# How much TSP?



## DeepC (Aug 12, 2020)

Can someone please help me raising my phosphorous? My soil test showed to be low in Phosphorus coming in at 18 lbs/acre. I have purchased a 50lb bag of Tsp-Triple Super Phosphate 0-46-0. I have looked in the Soil Remedeation Guide and it says you can add 2 lbs per month during the growing season. I am in Texas and I have bermuda that is 90% dormant now so I was thinking (hoping) maybe I could add more than that amount to bulk up for spring to start off at the desired level.

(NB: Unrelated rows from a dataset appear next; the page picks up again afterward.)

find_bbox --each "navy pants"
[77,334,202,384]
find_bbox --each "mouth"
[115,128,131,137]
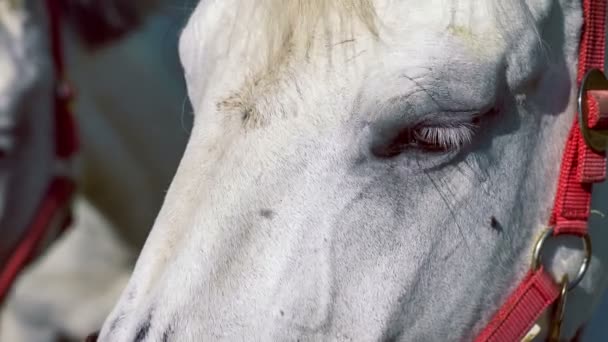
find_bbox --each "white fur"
[101,0,608,341]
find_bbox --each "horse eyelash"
[414,123,477,150]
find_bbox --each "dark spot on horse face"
[490,216,502,233]
[84,331,99,342]
[162,325,175,342]
[133,311,152,342]
[260,209,276,220]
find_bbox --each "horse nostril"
[84,331,99,342]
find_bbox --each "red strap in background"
[0,0,78,304]
[475,0,608,342]
[46,0,78,158]
[0,178,75,303]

Can someone help me figure out how many pounds of phosphorous I need to add to be at the perfect level? And how much can I add now? Thank you so much for any guidance you can give me.


----------



## Ridgerunner (May 16, 2017)

Every 1# per thousand square feet of P2O5 should increase P levels by about 18 lbs per acre. 0-46-0 is 46% P2O5. 2.17 lbs of 0-46-0 per thousand square feet will = 1# of P2O5.


----------



## g-man (Jun 15, 2017)

If your soil never gets frozen, then you can apply the 2lb of TSP/month every month. Your value is low, but it will take a long time to get it into a good spot. Don't try to rush, this is a marathon and you can have a nice lawn with have you have.


----------



## Ridgerunner (May 16, 2017)

Just noticed your pH. At 8.4, much of the P is going to quickly get tied up in unusable forms. No advantage to putting down large quantities to hit some "ideal" max level. Better to try to insure P availability to the turf by spoon feeding on a constant basis.


----------



## DeepC (Aug 12, 2020)

@Ridgerunner , Thank you so much for your help. I will see if I can dissolve the TSP in water to see if I can spray it to spoon feed. Assuming that's what you mean. I'm going to be using T-nex this coming season so I could spoon feed in those applications.


----------



## Ridgerunner (May 16, 2017)

By "spoon feeding", I mean small doses, more often. For example: applying 1/2#- 3/4#/M of granular 0-46-0 product every 2 weeks or, more realistically, 1 to 1 1/2#/M every month during the growing season (about double what the turf will use) rather than 2- 3#/M at a time in the Spring and Fall that some labs might recommend for curing a deficit. Turf needs about 0.25 to 0.4 lbs of P2O5 for every 1 lb of N used. Any P amount above what the turf uses will contribute to soil reserves/insurance of availability or in high pH or very low pH soils, get locked up in unusable forms.
Spaying is not in my wheelhouse. @g-man may be able to advise you on that.


----------



## g-man (Jun 15, 2017)

You can spray some of it, but to address your soil issues, go with granular.


----------



## DeepC (Aug 12, 2020)

I have been trying to find MAP Monoammonium Phosphate too but I haven't had any luck?
I may have to pay a fortune for it online. Any suggested sources for ordering it online?


----------